Ее привел младший служитель. Дочку или племянницу, «способную девочку, которая сможет вести партию в хорале, когда потренируется». Но не на большом же органе ей тренироваться! Поэтому тоненькая девушка с детским лицом взошла по лестнице на самый верх. Поднялась — как поднимаются к моим сводам человеческие голоса в самых страстных молитвах. Постояла, привыкая к полумраку. Шаг. Другой. Прислушалась.
Вернись. Встань на колени. Поведай, что тебя гложет, что волнует больше всего на свете. Чем ты хочешь поделиться с небом. С удовольствием приму этот дар. Не важно, что он не для меня — достанется-то мне, и я хоть на миг смогу уподобиться тебе.
Гостья решила иначе.
Откинутая крышка, белая бумага с черными нотами, тонкие пальцы на двуцветных клавишах.
Это так странно, когда на тебе играет не ветер, а кто-то другой.
Так хорошо. До боли.
Боль — разная, как клавиши, как мелодии, которые можно на них сыграть. Упавший стонет, а влюбленный вскрывает грудную клетку и отдает свое сердце, ничего не прося взамен. Как вообще люди отличают одну боль от другой?
Вот я чувствовал ее — и жил, пока девушка играла. И с каждым новым звуком все острее ощущал возрастающее напряжение — внутри моих стен и потолков, и в воздухе, пропитанном запахом пыли и ладана. Точно мне вдруг стало тесно в себе самом. Может, то же ощущают люди во время молитвы? Не дрожь стен, не шорох осыпающегося раствора и шелест сдвинувшихся камней, а выход за свои пределы? Свободу?
Пришедшая как одна из многих, девушка вдруг начала делаться особенной. Я заметил блик на темных волосах, и что цвет ее глаз — серый, а тонкие пальцы немного дрожат. Увидел, как шевелятся губы — шепот не молитвы, но мысли вслух, вплетавшийся в музыку. Слишком тихо — не разобрать, о чем она.

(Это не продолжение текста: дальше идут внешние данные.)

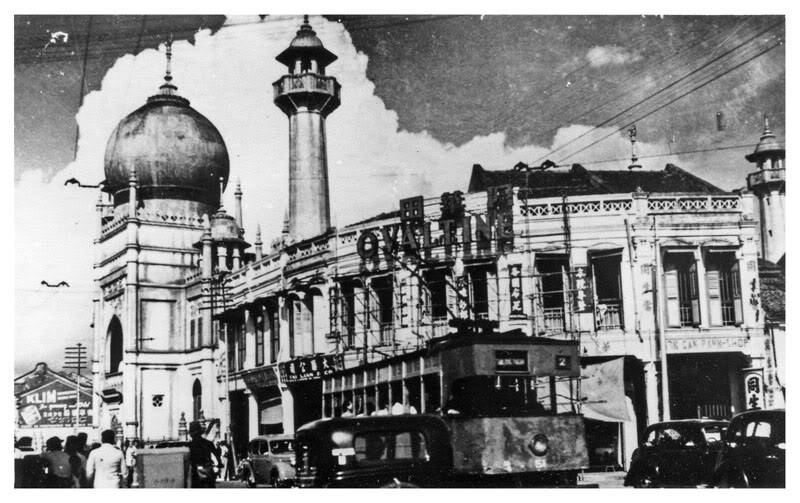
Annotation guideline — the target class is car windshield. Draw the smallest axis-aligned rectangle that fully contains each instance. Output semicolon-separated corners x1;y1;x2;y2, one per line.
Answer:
703;424;727;444
646;424;700;448
269;440;294;454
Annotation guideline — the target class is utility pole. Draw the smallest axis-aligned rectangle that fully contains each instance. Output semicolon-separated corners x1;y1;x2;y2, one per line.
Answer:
64;342;87;432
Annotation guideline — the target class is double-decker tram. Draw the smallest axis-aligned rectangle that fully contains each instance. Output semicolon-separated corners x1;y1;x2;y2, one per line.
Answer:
322;331;589;486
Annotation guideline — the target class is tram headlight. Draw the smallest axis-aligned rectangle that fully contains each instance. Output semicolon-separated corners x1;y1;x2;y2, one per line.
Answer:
528;433;550;456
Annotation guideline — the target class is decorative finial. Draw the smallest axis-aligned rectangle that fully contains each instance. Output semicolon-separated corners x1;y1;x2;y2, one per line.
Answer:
628;124;642;169
159;33;178;94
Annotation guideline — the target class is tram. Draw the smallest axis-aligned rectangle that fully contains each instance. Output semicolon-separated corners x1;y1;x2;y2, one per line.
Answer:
322;331;589;486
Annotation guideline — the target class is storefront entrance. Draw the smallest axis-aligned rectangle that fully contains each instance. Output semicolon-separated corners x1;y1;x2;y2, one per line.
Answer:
667;353;747;419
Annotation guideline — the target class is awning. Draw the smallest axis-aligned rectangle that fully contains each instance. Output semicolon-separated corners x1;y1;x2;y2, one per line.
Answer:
259;398;283;424
581;357;634;423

Черная клавиша, клавиша белая, словно касание чье-то несмелое. Словно зависший вопрос без ответа, это пришло, только знать бы, что это! Стены глухие заходятся в дрожи, что-то течет из-под каменной кожи, густо разбросаны зависти зёрна… клавиша белая, клавиша черная…
Легкое касание, едва слышный шепот — а меня рвёт на части. Скрипят балки, раскрываются шире щели — и это не страшно, а хорошо, но все же… Стой!!! Не трогай! Прошу тебя… Ты двинула пальцем, не придавая значения этому движению. Ты прочитала ноты, кем-то написанные, не вникая в их суть, и все же наполнила музыку чем-то своим. Чувства… они всегда разрушают. До основания… только не сразу. Поэтому я простою еще века и века… Поэтому люди так мало живут.
Но ты положила пальцы на клавиши моей души.
Разбудила мое сознание и остановила сердце.
Я тебя ненавижу.
Я тебя люблю.
И это был только первый раз. Девушка уходила и возвращалась — легкой походкой счастливого человека, которому не нужен храм, чтобы избавиться от грехов. Может быть, ей была нужна лишь музыка, и солнечный свет — она часто выходила на балкон, посмотреть на солнце. А я смотрел только на нее — а иногда в себя.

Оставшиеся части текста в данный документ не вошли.